And who is there to harm you if you prove zealous for what is good? 14 But even if you should suffer for the sake of righteousness, you are blessed. And do not fear their intimidation, and do not be troubled, 15 but sanctify Christ as Lord in your hearts, always being ready to make a defense to everyone who asks you to give an account for the hope that is in you, yet with gentleness and reverence; 16 and keep a good conscience so that in the thing in which you are slandered, those who revile your good behavior in Christ may be put to shame. 17 For it is better, if God should will it so, that you suffer for doing what is right rather than for doing what is wrong.
– 1 Peter 3:13-17 (NAS)
Right from wrong is not an archaic thing. It may seem indifferent to many because right and wrong for one generation is often very different with another generation but make no mistake, everyone has a sense of right or wrong. The basis for deciding what is right and wrong has shifted for many people. Absolutes have been exchanged for relativism and even community “right and wrong” is often driven by special need rather than a consistent community “moral compass”. Right and wrong has become somewhat complicated in other ways: People have strong feelings about what is “right” for themselves and often have very different expectations and rules for others. For some, right and wrong is very fluid depending on personal self-interest. For example, I have run into people who have no problem stealing something from someone else but would be very upset if someone stole something from them. That is a little moronic (in my mind) but it is the way some people operate.
Peter wrote to sojourners of the dispersion about right and wrong. Often living in a place that was foreign to them and not ever feeling settled or even fully apart of the community. They were vulnerable and exposed in various ways and it may have been hard to adapt to the cultural practices of these places. But they needed a way to fit in and yet still learn to do what is right. How do you integrate into a community and yet remain faithful to God’s call? They had to work and be involved if they were to survive. So right and wrong would seem to be a moving target and very hard to figure out how to live in places that were not their home.
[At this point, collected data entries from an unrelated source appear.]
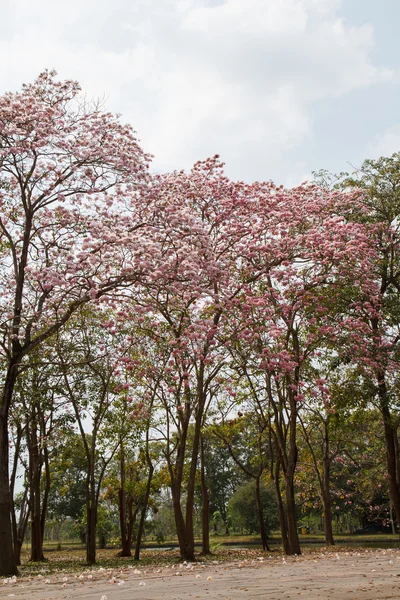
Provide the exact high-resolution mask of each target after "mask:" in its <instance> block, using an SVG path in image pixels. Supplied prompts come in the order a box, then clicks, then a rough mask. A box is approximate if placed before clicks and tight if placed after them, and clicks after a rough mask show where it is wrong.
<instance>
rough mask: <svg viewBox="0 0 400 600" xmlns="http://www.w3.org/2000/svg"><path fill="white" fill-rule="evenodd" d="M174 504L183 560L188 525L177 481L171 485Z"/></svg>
mask: <svg viewBox="0 0 400 600" xmlns="http://www.w3.org/2000/svg"><path fill="white" fill-rule="evenodd" d="M171 492H172V506H173V509H174V519H175V527H176V535H177V536H178V543H179V552H180V556H181V558H182V559H183V560H186V526H185V519H184V518H183V512H182V507H181V501H180V500H181V499H180V493H178V491H177V490H176V482H174V483H173V484H172V486H171Z"/></svg>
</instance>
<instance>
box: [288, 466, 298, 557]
mask: <svg viewBox="0 0 400 600" xmlns="http://www.w3.org/2000/svg"><path fill="white" fill-rule="evenodd" d="M285 483H286V510H287V532H288V543H289V551H288V553H287V554H289V555H292V554H297V555H298V554H301V550H300V543H299V536H298V534H297V517H296V503H295V500H294V485H293V474H292V473H289V474H288V476H286V478H285Z"/></svg>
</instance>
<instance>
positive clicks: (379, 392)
mask: <svg viewBox="0 0 400 600" xmlns="http://www.w3.org/2000/svg"><path fill="white" fill-rule="evenodd" d="M377 380H378V393H379V400H380V410H381V413H382V416H383V426H384V433H385V442H386V462H387V470H388V477H389V494H390V499H391V501H392V504H393V508H394V510H395V513H396V517H397V522H399V519H400V490H399V485H398V479H399V476H400V474H399V473H398V469H397V457H396V439H395V438H396V437H397V431H396V429H395V428H394V426H393V422H392V417H391V414H390V409H389V402H388V393H387V387H386V381H385V374H384V373H382V372H381V373H378V374H377Z"/></svg>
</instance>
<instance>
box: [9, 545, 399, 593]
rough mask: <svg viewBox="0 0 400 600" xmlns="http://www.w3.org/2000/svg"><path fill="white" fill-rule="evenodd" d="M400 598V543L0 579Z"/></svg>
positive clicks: (83, 586)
But even here Peter drives the sense of “right and wrong”. What is intriguing is that in 1 Peter 3 he anchors this sense of right and wrong in the character of God.
Notice several things about this text:
1. No matter where a Christian lives, the culture, the circumstances of life, conflicts or problems we face we always have a moral compass – God’s righteousness. The biggest challenge is choosing to decide ourselves what is right and wrong instead of basing our choices on His righteousness.
2. Christians ought to be zealous for what is good and right. Sometimes we get ourselves in trouble because of our own bad behavior or the way we talk to others or about them. To be honest when we act poorly we get what we deserve (1 Peter 2:20). The mark of believes is to do what is good and right.
3. We are not to fear others who try and impose their morality on us. Sometimes we will face consequences when we do not yield to the pressure of others but God says our morality should be to please Him not even ourselves. Also remember that we have often been caught trying to impose our morality on others too. It has been a problem for everyone.
4. Most importantly you will notice that the anchor for right and wrong is firmly anchored in God’s righteousness and our relationship with Christ (3:13-17). We need to come to moral conclusions in Christ before we face them or we will often compromise. Most of us use 1 Peter 3:15 as a defense of the gospel or “why we are a Christian” but the real context here is about suffering when you do what is right. We don’t need to spiritualize this – even unbelieves have a conscience that at least gives them a general sense of right and wrong. Keep on doing what is right and good!!